Nobody would blame you if you shuddered when Andrew Booth Jr. suffered a non-contact injury in Saturday’s preseason game against the San Francisco 49ers. It happened almost six years to the day that Teddy Bridgewater suffered a career-altering leg injury after an Aug. 30, 2016 practice.
Fortunately, Booth’s injury isn’t as severe. “It was kind of that same ankle he’s kind of dealt with,” Kevin O’Connell reassured everyone after the game. “It sounds like it’s a positive thing from the standpoint of, you know, just an aggravation of an injury that we kind of know about already.”
Booth reaggravated his ankle cutting on an innocuous incompletion in the second quarter, the kind of movement every corner makes multiple times a game. But his ankle has bothered him in camp, and Booth may not see action until Week 1. “He’ll be a little bit more than day to day,” O’Connell said on Tuesday. “We’ll see how he progresses throughout the week. But the hope is, no matter what, he should be greenlit for the Green Bay game.”

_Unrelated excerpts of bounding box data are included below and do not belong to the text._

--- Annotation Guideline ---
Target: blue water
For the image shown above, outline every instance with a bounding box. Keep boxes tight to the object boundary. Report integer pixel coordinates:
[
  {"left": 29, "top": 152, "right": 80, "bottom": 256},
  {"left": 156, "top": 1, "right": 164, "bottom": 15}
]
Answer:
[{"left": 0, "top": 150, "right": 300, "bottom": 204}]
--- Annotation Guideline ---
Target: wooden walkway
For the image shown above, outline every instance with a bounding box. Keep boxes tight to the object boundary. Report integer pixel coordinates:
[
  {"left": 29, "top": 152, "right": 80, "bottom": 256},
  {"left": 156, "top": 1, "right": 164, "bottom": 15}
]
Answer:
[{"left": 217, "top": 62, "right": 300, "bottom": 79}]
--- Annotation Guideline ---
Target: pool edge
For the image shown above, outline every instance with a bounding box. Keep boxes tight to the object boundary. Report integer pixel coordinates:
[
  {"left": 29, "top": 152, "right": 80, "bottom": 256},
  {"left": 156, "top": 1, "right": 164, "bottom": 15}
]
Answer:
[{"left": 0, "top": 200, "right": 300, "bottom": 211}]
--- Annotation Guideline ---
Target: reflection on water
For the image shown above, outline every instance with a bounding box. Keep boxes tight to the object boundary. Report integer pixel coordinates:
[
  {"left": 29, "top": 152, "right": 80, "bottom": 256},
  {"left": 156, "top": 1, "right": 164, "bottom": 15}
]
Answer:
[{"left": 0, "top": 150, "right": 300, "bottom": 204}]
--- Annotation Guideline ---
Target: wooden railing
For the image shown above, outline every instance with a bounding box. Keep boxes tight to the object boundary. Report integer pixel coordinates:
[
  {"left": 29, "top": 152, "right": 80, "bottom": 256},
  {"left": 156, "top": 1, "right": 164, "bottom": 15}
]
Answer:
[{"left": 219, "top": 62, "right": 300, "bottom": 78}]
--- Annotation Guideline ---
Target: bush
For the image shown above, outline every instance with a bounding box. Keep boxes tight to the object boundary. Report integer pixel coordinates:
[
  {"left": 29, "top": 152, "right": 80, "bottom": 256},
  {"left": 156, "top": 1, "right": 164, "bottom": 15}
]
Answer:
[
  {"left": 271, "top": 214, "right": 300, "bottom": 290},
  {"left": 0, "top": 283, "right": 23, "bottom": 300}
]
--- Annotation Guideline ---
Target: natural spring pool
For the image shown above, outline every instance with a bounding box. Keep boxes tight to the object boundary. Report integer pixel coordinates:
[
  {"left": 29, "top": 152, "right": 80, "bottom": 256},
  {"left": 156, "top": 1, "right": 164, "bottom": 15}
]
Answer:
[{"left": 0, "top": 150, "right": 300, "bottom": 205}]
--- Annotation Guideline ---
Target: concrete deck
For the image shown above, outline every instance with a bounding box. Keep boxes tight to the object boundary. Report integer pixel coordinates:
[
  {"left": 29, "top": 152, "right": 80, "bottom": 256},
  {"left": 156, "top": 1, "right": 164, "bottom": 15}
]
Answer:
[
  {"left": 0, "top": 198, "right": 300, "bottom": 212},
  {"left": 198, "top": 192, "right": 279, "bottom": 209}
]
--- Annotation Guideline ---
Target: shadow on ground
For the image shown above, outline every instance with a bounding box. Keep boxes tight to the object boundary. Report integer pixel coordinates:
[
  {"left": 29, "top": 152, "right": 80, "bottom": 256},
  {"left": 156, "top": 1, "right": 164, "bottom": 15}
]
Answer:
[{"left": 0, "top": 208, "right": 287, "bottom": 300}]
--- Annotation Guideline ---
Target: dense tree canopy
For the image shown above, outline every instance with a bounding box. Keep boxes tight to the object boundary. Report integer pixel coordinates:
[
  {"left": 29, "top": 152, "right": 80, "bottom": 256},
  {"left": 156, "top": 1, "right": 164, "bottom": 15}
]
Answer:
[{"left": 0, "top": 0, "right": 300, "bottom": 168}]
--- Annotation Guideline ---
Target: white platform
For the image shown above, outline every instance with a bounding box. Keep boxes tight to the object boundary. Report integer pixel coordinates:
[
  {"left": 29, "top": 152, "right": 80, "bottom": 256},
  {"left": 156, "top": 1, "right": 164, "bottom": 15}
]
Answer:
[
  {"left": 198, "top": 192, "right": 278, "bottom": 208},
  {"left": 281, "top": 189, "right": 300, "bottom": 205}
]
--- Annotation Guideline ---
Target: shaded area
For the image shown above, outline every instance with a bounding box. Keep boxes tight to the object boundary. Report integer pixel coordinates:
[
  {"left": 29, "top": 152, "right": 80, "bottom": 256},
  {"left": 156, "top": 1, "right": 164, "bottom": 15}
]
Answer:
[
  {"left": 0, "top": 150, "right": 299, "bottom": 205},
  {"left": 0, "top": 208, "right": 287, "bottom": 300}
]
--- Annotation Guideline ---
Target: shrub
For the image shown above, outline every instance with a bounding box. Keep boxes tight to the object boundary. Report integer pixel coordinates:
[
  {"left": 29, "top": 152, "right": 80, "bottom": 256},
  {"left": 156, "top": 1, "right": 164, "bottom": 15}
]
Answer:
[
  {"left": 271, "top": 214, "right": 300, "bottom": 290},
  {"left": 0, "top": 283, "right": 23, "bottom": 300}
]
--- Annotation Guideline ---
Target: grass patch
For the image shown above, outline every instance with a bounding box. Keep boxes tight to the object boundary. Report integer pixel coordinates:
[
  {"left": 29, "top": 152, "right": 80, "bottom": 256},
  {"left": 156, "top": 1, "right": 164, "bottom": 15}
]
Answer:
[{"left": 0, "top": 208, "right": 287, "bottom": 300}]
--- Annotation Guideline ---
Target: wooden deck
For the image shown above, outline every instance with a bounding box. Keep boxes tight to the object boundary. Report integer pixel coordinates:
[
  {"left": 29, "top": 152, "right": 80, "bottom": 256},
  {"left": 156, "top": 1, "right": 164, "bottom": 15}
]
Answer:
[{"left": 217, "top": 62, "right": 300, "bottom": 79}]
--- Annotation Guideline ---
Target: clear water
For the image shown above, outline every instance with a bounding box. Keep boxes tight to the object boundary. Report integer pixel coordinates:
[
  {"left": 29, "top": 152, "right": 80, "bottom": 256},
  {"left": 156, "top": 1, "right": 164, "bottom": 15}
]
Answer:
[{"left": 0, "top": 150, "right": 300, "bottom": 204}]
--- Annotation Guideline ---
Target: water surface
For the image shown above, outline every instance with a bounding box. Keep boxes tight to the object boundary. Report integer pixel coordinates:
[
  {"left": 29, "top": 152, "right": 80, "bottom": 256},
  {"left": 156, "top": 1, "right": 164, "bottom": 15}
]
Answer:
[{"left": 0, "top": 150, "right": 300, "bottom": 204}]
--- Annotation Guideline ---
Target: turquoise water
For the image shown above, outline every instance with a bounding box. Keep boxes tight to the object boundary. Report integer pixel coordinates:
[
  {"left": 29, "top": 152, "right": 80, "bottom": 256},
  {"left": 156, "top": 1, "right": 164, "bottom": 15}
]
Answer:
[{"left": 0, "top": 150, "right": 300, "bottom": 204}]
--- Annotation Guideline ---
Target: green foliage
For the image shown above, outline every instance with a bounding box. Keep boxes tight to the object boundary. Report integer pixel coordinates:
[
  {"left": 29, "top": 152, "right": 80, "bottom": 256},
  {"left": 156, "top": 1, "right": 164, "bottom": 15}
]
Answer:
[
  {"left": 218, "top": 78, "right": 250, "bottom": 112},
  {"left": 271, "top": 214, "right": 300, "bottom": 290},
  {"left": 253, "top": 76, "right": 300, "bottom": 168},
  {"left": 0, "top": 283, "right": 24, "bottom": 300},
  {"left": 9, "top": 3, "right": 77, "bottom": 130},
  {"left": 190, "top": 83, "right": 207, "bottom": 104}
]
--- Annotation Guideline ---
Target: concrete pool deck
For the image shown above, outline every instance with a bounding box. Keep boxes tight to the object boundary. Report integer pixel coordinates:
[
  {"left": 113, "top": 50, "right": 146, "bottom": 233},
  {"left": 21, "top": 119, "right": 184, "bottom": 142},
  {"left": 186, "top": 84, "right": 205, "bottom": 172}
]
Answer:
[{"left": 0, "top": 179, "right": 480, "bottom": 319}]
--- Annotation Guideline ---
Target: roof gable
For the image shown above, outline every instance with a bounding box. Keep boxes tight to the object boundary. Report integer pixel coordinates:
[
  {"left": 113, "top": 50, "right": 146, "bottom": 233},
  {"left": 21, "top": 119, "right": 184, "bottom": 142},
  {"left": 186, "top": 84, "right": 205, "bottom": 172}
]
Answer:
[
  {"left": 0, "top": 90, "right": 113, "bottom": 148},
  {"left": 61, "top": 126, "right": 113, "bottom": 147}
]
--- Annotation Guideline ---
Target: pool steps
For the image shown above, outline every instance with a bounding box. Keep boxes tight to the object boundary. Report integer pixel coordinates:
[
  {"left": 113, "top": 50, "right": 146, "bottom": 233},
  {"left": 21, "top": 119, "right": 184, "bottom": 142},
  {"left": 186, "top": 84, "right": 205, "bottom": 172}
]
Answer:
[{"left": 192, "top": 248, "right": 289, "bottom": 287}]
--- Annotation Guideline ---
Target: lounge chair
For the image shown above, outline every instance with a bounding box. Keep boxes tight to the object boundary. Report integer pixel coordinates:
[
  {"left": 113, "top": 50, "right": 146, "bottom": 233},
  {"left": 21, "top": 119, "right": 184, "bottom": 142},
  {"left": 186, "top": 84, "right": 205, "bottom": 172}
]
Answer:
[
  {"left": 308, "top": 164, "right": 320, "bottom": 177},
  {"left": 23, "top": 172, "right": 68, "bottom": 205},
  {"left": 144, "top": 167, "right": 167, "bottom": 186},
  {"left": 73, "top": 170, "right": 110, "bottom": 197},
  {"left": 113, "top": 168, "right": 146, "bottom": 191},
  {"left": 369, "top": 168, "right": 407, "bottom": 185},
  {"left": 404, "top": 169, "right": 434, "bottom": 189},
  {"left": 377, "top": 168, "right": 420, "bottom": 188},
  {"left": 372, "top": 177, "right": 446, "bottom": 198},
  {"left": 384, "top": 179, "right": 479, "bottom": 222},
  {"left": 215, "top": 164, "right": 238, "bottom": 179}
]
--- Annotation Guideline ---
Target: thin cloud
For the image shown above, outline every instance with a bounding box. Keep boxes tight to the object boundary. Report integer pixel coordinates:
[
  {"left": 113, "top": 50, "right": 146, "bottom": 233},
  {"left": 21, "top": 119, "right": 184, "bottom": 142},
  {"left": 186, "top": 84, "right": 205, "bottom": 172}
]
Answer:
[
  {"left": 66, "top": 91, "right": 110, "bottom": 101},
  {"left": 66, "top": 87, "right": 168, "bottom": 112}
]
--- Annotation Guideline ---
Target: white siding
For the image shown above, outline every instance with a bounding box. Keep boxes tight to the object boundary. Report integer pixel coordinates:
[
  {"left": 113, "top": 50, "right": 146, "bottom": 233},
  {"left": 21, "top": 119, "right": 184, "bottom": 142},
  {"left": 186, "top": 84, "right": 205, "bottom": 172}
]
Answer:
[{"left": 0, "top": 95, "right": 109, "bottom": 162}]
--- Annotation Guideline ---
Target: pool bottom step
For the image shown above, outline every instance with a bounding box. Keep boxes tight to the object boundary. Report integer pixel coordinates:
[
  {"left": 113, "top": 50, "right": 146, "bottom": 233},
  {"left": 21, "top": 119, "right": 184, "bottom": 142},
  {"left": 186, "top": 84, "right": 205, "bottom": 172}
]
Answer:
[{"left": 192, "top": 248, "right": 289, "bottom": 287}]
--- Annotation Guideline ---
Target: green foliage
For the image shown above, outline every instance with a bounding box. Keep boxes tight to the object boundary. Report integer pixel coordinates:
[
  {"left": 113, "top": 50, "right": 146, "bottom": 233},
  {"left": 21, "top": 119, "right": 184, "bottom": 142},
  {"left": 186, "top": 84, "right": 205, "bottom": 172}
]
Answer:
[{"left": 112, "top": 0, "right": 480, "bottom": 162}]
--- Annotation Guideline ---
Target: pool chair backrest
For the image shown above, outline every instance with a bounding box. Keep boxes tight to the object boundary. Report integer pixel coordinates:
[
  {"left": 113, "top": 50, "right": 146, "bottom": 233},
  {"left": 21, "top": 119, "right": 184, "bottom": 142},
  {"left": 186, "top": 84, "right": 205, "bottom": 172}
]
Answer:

The Vikings are using modern technology and one-on-one instruction to prepare Booth for the home opener on Sept. 11.
“We’ve got some real resources,” says O’Connell. “We’ve got a virtual room [and] a bunch of coaches that can be meeting with him extra if he needs that time. And then, obviously, we’ll have walk-throughs. We’ll have different ways of keeping him engaged, even though he can’t get those full-speed reps.”
Minnesota’s approach with Booth, or any injured player, is symbolic of their overall organizational philosophy. In some ways, they’re cold and calculated. Kwesi Adofo-Mensah started his career on Wall Street; O’Connell roots his coaching methods in analytics. But they preach collaboration, and O’Connell empathizes with his players. He’s young enough to have been cut on Hard Knocks and knows the rigors they face throughout a season.
Virtual reality is incredible technology. It would baffle older coaches who sat in dark rooms with projectors and film reels. VR can allow you to immerse yourself in the beat of your favorite song or duel Darth Vader in your living room. It’s an effective tool for developing players to react to what they see on the field when they’re not healthy enough to be on it. But it inherently isolates the user from reality. Anyone who’s used it will tell you that you lose a sense of space. Often you’ll take off the mask and realize you’re in the corner of the room, facing away from the TV.
Conversely, one-on-one coaching is intimate and personal. O’Connell and his coaching staff want his players to understand why they’re doing what the coaches ask them to do. It’s a far cry from the authoritarian mindset most coaches used to have, and it permeates throughout his staff. Ed Donatell, 65, has coached in the NFL for over 30 years. Still, his defense is innovative, and he embraces teaching players. Instructing an injured player is difficult, but he says embracing the challenge is essential.
“It puts our coaches on speed learning,” he said. “We’re looking for every way. We’ve got some expert teachers. They have digital stuff. We’re working toward simulators here, those kinds of things, video, anything that can train reaction and also just getting flat in the book. [But] nothing is more valuable than one-on-one teaching. We try to create one-on-one with a coach when a guy is out or taking those breaks.”
Booth is the kind of player who’s easy to root for. The former Clemson corner might be the steal of the draft. He’s a first-round talent who slipped to the second because he tore his quad training for the 40-yard dash and had core surgery in March. Perhaps he’ll turn out to be injury-prone, but it’s too early to tell. The team seems confident he’ll be ready for the Packers game, and they aren’t worried about his understanding of Donatell’s new defense.
“I think Andrew will be just fine from a mental standpoint,” says O’Connell. “We’ve had a lot of our defense in and installed. Ed’s still working by adding some things here and there, but for the most part, I think Andrew’s done a really nice job and really progressed despite having the ankle early on – and then, obviously, kind of the reaggravation of that. But I like what Andrew’s done; he’s done some really nice things in the games.”
Booth faced an uphill battle to beat Cameron Dantzler for a starting job in camp. Still, he gave himself a chance and will likely be a vital depth player in the secondary. The NFL has become a passing league, and opponents exposed Minnesota’s cornerback depth last year. Nobody wants to see a young player get injured, especially in a non-contact situation in the preseason. But the Vikings expect Booth to be prepared to play Aaron Rodgers and the Packers on Sept. 11, even if he gets a little turned around along the way.